Na manhã seguinte, dirigiram-se juntos até o palácio de Samos, onde Polícrates, já descrente, se encontrava ao lado de um de seus carrascos (um brutamonte com a cabeça coberta por um capuz e que segurava, com ambas as mãos, um pesado e afiado machado). O quadro não poderia ser mais aterrador!
E foi nesse pavoroso ambiente que os setes sábios de Samos se aproximaram de Polícrates que, apenas por mera formalidade (uma vez que já estava decidido a ordenar a execução da pena capital) indagou sarcasticamente:
_ “E então, trouxeram-me o objeto com os poderes mágicos recomendados?”
O mais idoso daqueles sábios, em postura altaneira (enquanto seus jovens colegas permaneciam cabisbaixos) avançou firmemente um passo, olhou o tirano nos olhos, e respondeu:
_ “Missão cumprida, majestade. Aqui está o objeto: trata-se de um anel, com as duas propriedades mágicas! Sempre que vossa excelência olhar para ele, se estiver alegre, deverá entristecer-se; e, se estiver triste, certamente alegrar-se-á!”
Dizendo isto, estendeu a Polícrates o estojo, contendo o anel.
O tirano abriu o estojo (já planejando ordenar ao carrasco que os executasse sumariamente) e olhou o lindo anel. Era bonito; mas, parecia ser exatamente aquilo que era: um anel comum, com uma linda pedra incrustada. Portanto, os seis sábios mais jovens permaneceram naquela triste e temerosa atitude _ embora boquiabertos _, não entendendo como pudera seu vetusto colega ter-se atrevido a afirmar a existência dos dois desejados poderes mágicos naquele objeto.
Qual não foi o espanto geral (excetuando-se o idoso sábio, é claro), quando Polícrates, examinando atentamente aquela joia, teve sua expressão carrancuda imediatamente suavizada e bradou, entre sorrisos:
_ “Pelos deuses!

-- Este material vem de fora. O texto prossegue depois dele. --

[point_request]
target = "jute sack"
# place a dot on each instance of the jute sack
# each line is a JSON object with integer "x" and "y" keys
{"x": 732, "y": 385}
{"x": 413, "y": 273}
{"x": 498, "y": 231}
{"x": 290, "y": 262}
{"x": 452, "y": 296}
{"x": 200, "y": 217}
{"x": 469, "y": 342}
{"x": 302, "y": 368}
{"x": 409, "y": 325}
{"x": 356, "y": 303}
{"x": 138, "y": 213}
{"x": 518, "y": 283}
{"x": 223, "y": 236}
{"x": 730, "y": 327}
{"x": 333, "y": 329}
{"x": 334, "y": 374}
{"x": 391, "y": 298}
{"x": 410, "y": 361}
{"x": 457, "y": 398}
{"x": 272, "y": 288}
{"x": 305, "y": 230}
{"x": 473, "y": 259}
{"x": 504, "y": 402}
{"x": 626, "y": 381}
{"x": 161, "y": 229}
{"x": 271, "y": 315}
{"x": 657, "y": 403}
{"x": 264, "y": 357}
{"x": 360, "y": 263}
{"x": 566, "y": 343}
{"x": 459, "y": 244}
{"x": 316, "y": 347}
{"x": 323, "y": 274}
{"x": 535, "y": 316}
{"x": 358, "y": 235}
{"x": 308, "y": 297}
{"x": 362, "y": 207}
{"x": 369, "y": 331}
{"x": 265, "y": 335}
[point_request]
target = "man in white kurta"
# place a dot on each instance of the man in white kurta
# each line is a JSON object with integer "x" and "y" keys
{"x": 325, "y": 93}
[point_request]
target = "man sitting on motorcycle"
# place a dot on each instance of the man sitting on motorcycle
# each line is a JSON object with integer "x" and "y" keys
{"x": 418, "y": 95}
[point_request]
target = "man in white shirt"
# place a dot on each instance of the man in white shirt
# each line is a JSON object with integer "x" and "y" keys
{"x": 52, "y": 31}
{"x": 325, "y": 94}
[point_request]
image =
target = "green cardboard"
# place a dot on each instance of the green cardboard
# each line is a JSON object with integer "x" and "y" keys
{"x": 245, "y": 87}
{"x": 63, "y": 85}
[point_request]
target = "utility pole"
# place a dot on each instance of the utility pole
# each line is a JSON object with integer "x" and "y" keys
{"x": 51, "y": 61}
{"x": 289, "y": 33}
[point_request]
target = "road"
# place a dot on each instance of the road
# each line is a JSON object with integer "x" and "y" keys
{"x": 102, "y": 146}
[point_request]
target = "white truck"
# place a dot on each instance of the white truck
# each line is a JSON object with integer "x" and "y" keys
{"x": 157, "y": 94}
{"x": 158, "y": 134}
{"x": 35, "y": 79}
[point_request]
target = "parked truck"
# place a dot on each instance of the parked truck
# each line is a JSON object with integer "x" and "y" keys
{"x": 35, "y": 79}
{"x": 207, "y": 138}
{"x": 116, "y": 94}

Declaro que vocês sábios cumpriram a missão! Estão livres!”
Os seis jovens sábios, entre sorrisos e abraços festivos, em meio àquela comemoração, e não conseguindo entender o que ocorrera, indagaram do criativo colega:
_ “O que fizeste ao anel que lhe possa ter conferido os dois poderes mágicos? Como será possível que, estando alegre, Polícrates se entristeça e, estando triste, se alegre ao olhar para ele?”
Ele modestamente respondeu:
_ “Na face interna do anel, gravei o seguinte”:
"TUDO PASSA. ISTO TAMBÉM VAI PASSAR."